What are some of the common variations or types of Benzofurans?

Benzofurans encompass a diverse family of compounds with a wide range of structural variations. Some of the more common types include: - Substituted benzofurans, where the benzene or furan ring is decorated with various functional groups - Fused ring systems like benzothiophenes and indoles, which incorporate the benzofuran core - Natural product-derived benzofurans found in plants, fungi, and marine organisms - Synthetic benzofurans developed for pharmaceutical, agrochemical, and materials applications The specific Benzofuran structure can have a significant impact on its biological activities and chemical properties, so understanding the available variations is important for effective research and development.

What are some of the key applications of Benzofurans?

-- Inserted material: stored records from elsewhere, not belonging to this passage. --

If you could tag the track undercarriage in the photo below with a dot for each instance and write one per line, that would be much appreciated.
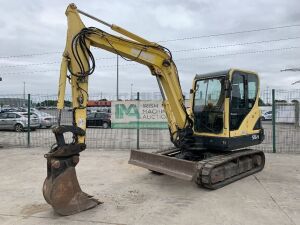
(211, 170)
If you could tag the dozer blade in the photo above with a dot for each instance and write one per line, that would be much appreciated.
(171, 166)
(61, 188)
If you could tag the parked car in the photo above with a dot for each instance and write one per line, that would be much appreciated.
(98, 119)
(18, 121)
(267, 115)
(45, 119)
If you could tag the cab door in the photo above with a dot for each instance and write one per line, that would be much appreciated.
(3, 121)
(244, 88)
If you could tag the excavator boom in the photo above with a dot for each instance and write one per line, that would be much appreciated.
(224, 116)
(61, 188)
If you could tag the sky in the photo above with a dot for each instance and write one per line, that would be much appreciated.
(198, 32)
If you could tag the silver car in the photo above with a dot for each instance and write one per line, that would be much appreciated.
(18, 121)
(45, 119)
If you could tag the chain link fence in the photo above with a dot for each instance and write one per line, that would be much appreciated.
(280, 120)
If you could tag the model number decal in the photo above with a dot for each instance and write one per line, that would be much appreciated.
(255, 137)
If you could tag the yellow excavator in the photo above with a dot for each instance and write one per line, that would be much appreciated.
(210, 138)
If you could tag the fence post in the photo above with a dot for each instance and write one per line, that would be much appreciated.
(273, 121)
(28, 121)
(138, 123)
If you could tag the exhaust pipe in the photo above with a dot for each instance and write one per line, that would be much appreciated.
(61, 189)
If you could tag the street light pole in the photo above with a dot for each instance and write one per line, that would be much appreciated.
(24, 84)
(117, 77)
(131, 91)
(1, 110)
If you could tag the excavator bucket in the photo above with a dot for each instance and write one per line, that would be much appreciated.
(61, 188)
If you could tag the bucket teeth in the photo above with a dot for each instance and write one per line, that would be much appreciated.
(62, 191)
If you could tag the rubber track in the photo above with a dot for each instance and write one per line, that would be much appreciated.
(205, 168)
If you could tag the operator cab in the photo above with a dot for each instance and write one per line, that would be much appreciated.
(225, 104)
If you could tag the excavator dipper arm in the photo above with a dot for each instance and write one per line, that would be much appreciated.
(61, 188)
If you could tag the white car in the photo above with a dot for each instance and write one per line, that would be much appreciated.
(18, 121)
(267, 115)
(45, 119)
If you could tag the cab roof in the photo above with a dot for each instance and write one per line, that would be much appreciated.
(212, 75)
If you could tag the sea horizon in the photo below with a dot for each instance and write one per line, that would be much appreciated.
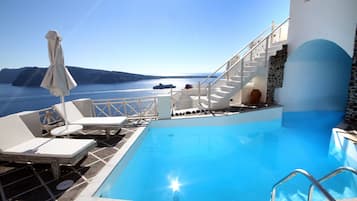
(15, 99)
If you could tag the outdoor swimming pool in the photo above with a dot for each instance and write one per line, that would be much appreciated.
(233, 162)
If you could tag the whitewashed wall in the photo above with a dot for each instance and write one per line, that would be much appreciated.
(333, 20)
(316, 73)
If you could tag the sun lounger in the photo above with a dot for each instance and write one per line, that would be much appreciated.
(18, 144)
(74, 116)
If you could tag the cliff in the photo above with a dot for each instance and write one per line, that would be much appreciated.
(32, 76)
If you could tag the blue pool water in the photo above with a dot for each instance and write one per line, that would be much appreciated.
(229, 163)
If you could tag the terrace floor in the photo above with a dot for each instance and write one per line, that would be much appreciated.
(35, 182)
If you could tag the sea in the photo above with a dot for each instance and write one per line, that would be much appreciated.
(16, 99)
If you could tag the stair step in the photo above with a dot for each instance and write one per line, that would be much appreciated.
(205, 100)
(280, 43)
(220, 92)
(216, 97)
(227, 88)
(232, 82)
(238, 78)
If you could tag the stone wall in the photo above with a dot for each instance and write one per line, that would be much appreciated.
(276, 72)
(351, 109)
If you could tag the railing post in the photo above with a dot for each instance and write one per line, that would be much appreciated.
(266, 51)
(199, 93)
(241, 74)
(209, 96)
(227, 69)
(241, 80)
(109, 108)
(125, 109)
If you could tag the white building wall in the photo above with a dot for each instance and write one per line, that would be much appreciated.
(333, 20)
(315, 77)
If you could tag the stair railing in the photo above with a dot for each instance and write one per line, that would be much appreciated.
(331, 175)
(308, 176)
(246, 48)
(254, 50)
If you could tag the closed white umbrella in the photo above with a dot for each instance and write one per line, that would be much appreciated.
(57, 79)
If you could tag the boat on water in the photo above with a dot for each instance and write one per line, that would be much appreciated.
(164, 86)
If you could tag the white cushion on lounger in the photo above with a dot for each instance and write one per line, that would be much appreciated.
(51, 147)
(105, 121)
(74, 116)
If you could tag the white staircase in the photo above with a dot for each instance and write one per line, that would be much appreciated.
(252, 60)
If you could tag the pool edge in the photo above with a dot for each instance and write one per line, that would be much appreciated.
(88, 194)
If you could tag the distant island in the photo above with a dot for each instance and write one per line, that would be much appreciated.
(32, 76)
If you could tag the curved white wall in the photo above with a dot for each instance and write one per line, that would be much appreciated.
(333, 20)
(317, 79)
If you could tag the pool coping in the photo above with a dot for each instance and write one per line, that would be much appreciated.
(88, 194)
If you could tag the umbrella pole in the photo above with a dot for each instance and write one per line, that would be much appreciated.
(65, 112)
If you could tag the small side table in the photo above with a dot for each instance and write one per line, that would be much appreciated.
(66, 130)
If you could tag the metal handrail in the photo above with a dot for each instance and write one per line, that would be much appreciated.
(238, 53)
(307, 175)
(329, 176)
(251, 50)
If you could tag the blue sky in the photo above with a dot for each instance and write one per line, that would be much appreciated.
(159, 37)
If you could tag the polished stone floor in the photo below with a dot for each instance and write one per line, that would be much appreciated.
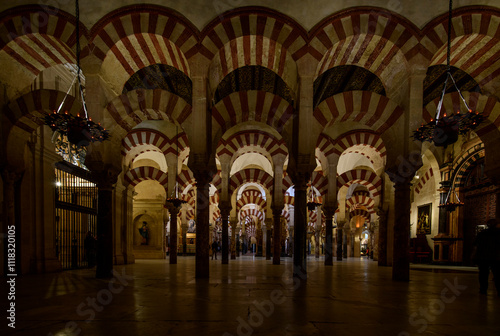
(252, 297)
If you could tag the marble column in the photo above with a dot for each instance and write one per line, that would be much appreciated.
(344, 241)
(340, 236)
(105, 179)
(300, 228)
(382, 237)
(277, 235)
(401, 254)
(202, 268)
(174, 211)
(11, 188)
(329, 212)
(269, 224)
(224, 212)
(234, 222)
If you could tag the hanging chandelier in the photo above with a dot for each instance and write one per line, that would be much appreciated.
(452, 201)
(444, 129)
(79, 130)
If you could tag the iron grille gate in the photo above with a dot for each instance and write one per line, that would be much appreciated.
(76, 215)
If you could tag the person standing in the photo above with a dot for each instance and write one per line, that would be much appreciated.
(487, 255)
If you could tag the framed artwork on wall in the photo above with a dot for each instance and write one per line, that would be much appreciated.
(424, 219)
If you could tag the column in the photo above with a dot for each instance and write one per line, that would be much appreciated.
(317, 231)
(269, 223)
(224, 212)
(11, 186)
(353, 241)
(340, 236)
(174, 211)
(382, 237)
(401, 254)
(277, 235)
(329, 212)
(234, 223)
(344, 241)
(300, 228)
(105, 179)
(202, 225)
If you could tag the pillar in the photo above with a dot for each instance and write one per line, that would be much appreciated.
(174, 211)
(382, 237)
(203, 222)
(234, 223)
(329, 212)
(224, 211)
(105, 179)
(401, 254)
(340, 236)
(300, 228)
(277, 235)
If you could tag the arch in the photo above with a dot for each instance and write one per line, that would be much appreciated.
(426, 177)
(363, 24)
(363, 177)
(251, 175)
(361, 197)
(260, 21)
(358, 137)
(130, 109)
(362, 213)
(254, 50)
(464, 162)
(320, 182)
(251, 197)
(139, 19)
(434, 34)
(364, 107)
(140, 137)
(251, 212)
(245, 106)
(135, 176)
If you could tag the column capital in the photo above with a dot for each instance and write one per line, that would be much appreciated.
(11, 174)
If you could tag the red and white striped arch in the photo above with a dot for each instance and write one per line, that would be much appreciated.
(185, 178)
(251, 212)
(138, 51)
(426, 177)
(361, 176)
(130, 109)
(320, 182)
(216, 215)
(253, 50)
(480, 20)
(371, 52)
(150, 137)
(363, 27)
(365, 107)
(37, 37)
(137, 175)
(361, 197)
(251, 175)
(26, 111)
(144, 19)
(244, 106)
(246, 22)
(251, 138)
(362, 213)
(251, 197)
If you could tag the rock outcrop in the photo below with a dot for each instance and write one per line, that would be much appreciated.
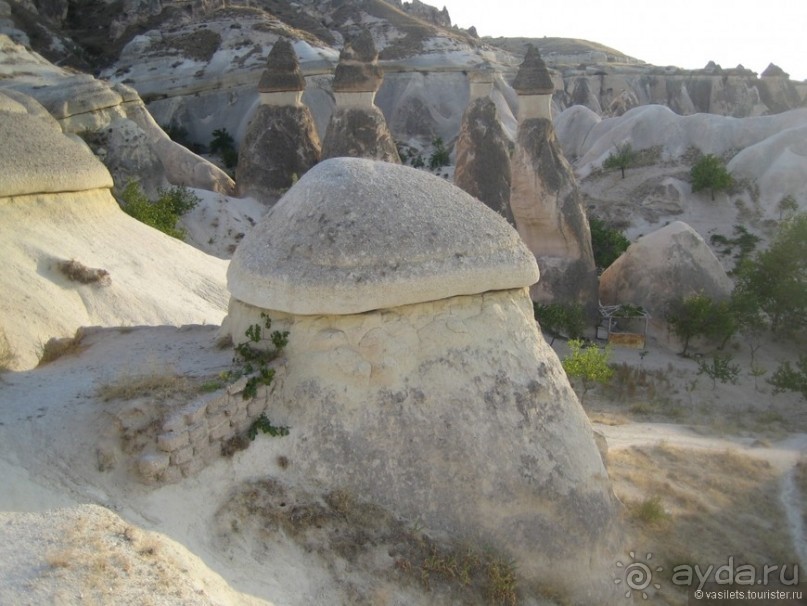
(112, 118)
(281, 143)
(71, 257)
(415, 375)
(483, 150)
(545, 200)
(660, 269)
(358, 128)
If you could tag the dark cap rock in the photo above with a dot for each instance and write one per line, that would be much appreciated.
(533, 77)
(282, 71)
(358, 69)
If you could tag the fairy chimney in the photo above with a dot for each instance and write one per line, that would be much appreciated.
(534, 87)
(545, 200)
(357, 127)
(483, 150)
(415, 375)
(281, 142)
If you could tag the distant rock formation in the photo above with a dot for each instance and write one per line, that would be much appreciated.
(281, 143)
(358, 128)
(545, 200)
(483, 154)
(114, 120)
(57, 212)
(411, 331)
(660, 269)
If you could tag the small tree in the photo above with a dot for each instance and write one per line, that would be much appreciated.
(719, 368)
(623, 157)
(775, 280)
(162, 214)
(607, 243)
(440, 156)
(698, 315)
(589, 364)
(787, 206)
(710, 173)
(224, 145)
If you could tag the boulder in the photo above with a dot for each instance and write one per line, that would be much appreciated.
(280, 146)
(358, 69)
(281, 142)
(72, 257)
(357, 127)
(359, 132)
(415, 375)
(660, 269)
(483, 157)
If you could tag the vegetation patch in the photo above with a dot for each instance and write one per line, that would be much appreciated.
(78, 272)
(699, 507)
(162, 214)
(199, 45)
(347, 532)
(160, 384)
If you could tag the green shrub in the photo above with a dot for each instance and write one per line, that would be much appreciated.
(623, 157)
(788, 378)
(775, 280)
(560, 319)
(223, 144)
(719, 368)
(607, 243)
(440, 156)
(589, 364)
(699, 315)
(162, 214)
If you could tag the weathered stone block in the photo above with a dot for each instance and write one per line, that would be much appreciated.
(216, 405)
(183, 455)
(174, 423)
(172, 440)
(152, 466)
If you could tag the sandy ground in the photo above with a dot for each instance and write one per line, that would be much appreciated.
(51, 420)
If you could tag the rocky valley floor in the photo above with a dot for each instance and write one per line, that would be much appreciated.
(704, 473)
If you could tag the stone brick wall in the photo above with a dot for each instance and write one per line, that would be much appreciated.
(189, 438)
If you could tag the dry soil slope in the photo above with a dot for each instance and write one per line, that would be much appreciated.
(56, 206)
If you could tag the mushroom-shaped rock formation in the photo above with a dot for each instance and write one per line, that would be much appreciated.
(358, 70)
(661, 269)
(281, 142)
(547, 204)
(282, 73)
(534, 87)
(357, 127)
(415, 375)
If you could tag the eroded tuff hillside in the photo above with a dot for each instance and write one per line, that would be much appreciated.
(196, 64)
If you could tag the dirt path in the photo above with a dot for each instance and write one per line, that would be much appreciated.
(782, 455)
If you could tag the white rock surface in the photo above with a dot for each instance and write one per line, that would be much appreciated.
(662, 268)
(455, 413)
(355, 235)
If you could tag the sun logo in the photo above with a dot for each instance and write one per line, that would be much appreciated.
(638, 575)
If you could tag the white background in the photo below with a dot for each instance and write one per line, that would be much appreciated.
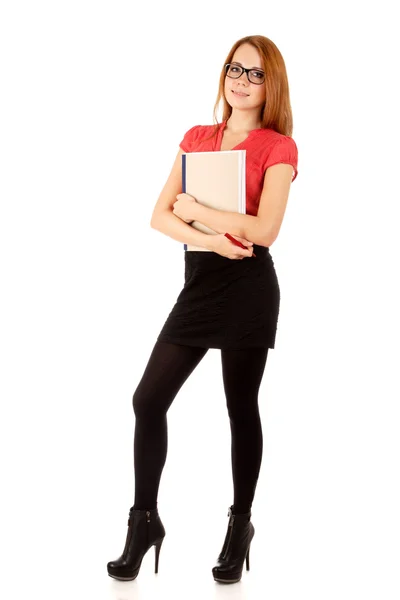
(96, 97)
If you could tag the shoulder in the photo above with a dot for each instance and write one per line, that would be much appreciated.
(274, 148)
(196, 134)
(271, 138)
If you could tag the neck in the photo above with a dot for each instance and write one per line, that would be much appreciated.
(242, 123)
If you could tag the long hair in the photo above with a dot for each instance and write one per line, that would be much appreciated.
(276, 113)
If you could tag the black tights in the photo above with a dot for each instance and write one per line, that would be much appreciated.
(168, 368)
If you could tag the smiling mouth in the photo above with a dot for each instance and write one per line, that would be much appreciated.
(239, 93)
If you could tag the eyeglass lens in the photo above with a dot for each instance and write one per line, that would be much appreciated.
(235, 71)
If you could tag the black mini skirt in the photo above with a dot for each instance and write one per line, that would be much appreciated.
(225, 303)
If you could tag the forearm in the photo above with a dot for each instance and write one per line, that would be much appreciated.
(246, 226)
(175, 228)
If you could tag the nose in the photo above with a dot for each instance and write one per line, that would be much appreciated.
(243, 75)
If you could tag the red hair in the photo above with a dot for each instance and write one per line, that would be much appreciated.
(276, 113)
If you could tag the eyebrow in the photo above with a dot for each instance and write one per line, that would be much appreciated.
(235, 62)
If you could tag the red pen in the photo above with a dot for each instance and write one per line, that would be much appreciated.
(237, 242)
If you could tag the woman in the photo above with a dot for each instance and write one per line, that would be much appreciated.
(230, 299)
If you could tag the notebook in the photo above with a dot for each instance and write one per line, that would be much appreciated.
(217, 180)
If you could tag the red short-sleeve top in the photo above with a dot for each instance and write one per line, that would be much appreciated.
(264, 148)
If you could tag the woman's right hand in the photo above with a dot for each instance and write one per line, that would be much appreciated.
(223, 246)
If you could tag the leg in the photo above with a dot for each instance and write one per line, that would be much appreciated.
(168, 368)
(242, 374)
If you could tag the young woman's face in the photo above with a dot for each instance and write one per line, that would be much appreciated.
(248, 57)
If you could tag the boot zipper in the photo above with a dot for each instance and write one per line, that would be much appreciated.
(147, 528)
(231, 520)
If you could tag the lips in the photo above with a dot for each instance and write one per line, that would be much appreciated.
(239, 93)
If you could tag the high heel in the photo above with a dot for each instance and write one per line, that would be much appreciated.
(235, 549)
(145, 529)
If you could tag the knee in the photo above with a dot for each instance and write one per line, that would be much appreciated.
(145, 405)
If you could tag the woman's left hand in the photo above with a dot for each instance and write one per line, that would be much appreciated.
(183, 207)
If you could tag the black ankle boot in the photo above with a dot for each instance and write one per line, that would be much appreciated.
(145, 529)
(236, 548)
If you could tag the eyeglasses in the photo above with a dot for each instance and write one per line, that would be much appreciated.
(253, 75)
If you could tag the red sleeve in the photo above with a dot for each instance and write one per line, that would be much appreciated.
(284, 151)
(190, 136)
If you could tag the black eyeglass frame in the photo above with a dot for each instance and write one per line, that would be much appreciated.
(243, 70)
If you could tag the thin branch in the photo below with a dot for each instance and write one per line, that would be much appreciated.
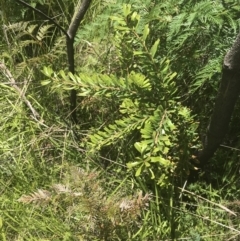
(43, 14)
(8, 74)
(71, 33)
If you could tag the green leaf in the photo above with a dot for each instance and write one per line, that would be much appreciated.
(133, 164)
(45, 82)
(145, 32)
(153, 50)
(139, 170)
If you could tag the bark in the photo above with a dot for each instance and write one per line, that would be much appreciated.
(227, 96)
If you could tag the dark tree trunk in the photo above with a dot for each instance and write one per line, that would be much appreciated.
(228, 94)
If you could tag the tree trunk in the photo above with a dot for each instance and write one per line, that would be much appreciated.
(228, 94)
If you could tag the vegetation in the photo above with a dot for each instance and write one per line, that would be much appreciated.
(147, 75)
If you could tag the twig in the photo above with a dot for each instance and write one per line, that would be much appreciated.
(12, 81)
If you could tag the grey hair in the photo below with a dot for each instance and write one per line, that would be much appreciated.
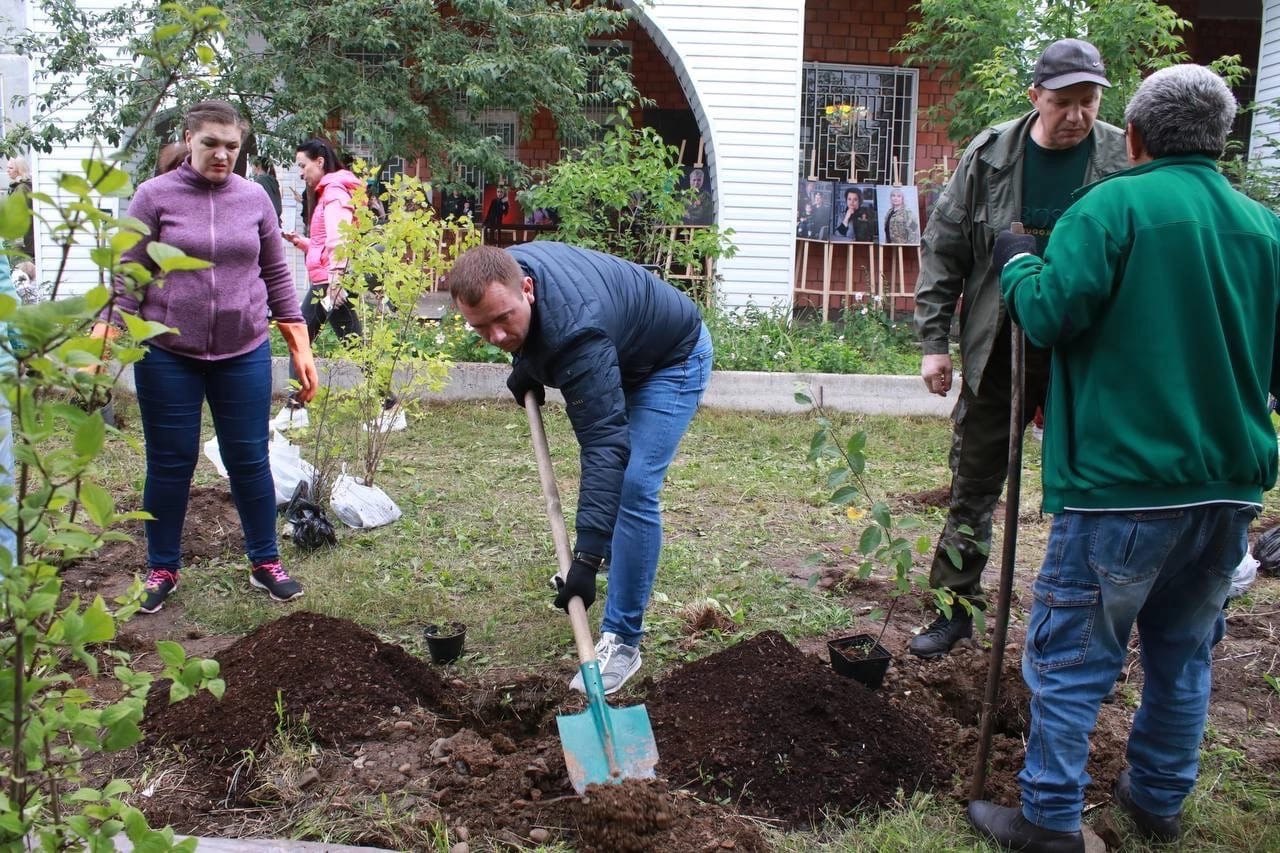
(1183, 109)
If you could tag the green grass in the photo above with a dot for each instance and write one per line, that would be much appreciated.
(741, 509)
(859, 341)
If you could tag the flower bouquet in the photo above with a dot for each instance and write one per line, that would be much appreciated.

Benzofurans have found use in a variety of important applications: - Pharmaceuticals: Certain benzofuran derivatives have demonstrated potent biological activities as anti-inflammatory, analgesic, antimicrobial, and anticancer agents. - Agrochemicals: Some benzofurans exhibit pesticidal or herbicidal properties, making them valuable for crop protection. - Materials Science: The photophysical and electrochemical properties of benzofurans have enabled their use in organic electronics, fluorescent probes, and other advanced materials. - Natural Products: Many bioactive natural products contain the benzofuran core, highlighting the importance of this scaffold in drug discovery. Leveraging the versatility of Benzofurans requires careful optimization of the compound structure and reaction conditions - this is where PubCompare.ai can be an invaluable tool.

More about "Benzofurans"

Benzofurans are a class of aromatic heterocyclic compounds that contain a benzene ring fused to a furan ring.
These versatile molecules exhibit a wide range of biological activities and have applications in various fields, including pharmaceuticals, agrochemicals, and material sciences.
Benzofurans are related to other furan-containing compounds, such as DMSO (Dimethyl Sulfoxide), which is a widely used solvent in chemical research.
The 12 g column, a common laboratory tool, can be used for the purification of benzofuran derivatives.
Some notable benzofuran compounds include Silibinin A and Silibinin B, which are known for their potential therapeutic properties.
The SpectraMax M2e is an analytical instrument that can be used to study the spectral characteristics of benzofuran compounds.
Another benzofuran derivative is Acetoxymethyl 2-[5-[bis[(acetoxymethoxy-oxo-methyl)methyl]amino]-4-[2-[2-[bis[(acetoxymethoxy-oxo-methyl)methyl]amino]-5-methyl-phenoxy]ethoxy]benzofuran-2-yl]oxazole-5-carboxylate, also known as Fura2-AM, which is a fluorescent indicator used in calcium imaging studies.
The Small-Molecule Drug Discovery Suite 2018-4 is a comprehensive database that contains information on various small-molecule compounds, including benzofurans, and can be useful for drug discovery research.
Propidium iodide, a fluorescent dye, is commonly used in combination with benzofuran compounds for various applications, such as cell viability assays.
The XBridge C8 is a chromatographic column that can be used for the separation and analysis of benzofuran derivatives.
The Agilent 7890A is a gas chromatography system that can be utilized for the identification and quantification of benzofuran compounds in complex mixtures.
By leveraging the power of AI-driven protocols, the PubCompare.ai platform helps researchers optimize their benzofuran research, enabling them to easily locate and compare protocols from literature, pre-prints, and patents to identify the most reproducible and accurate results.
This streamlines and enhances the effciecy of benzofuran research efforts, allowing researchers to navigate the vast landscape of this diverse class of compounds more effectively.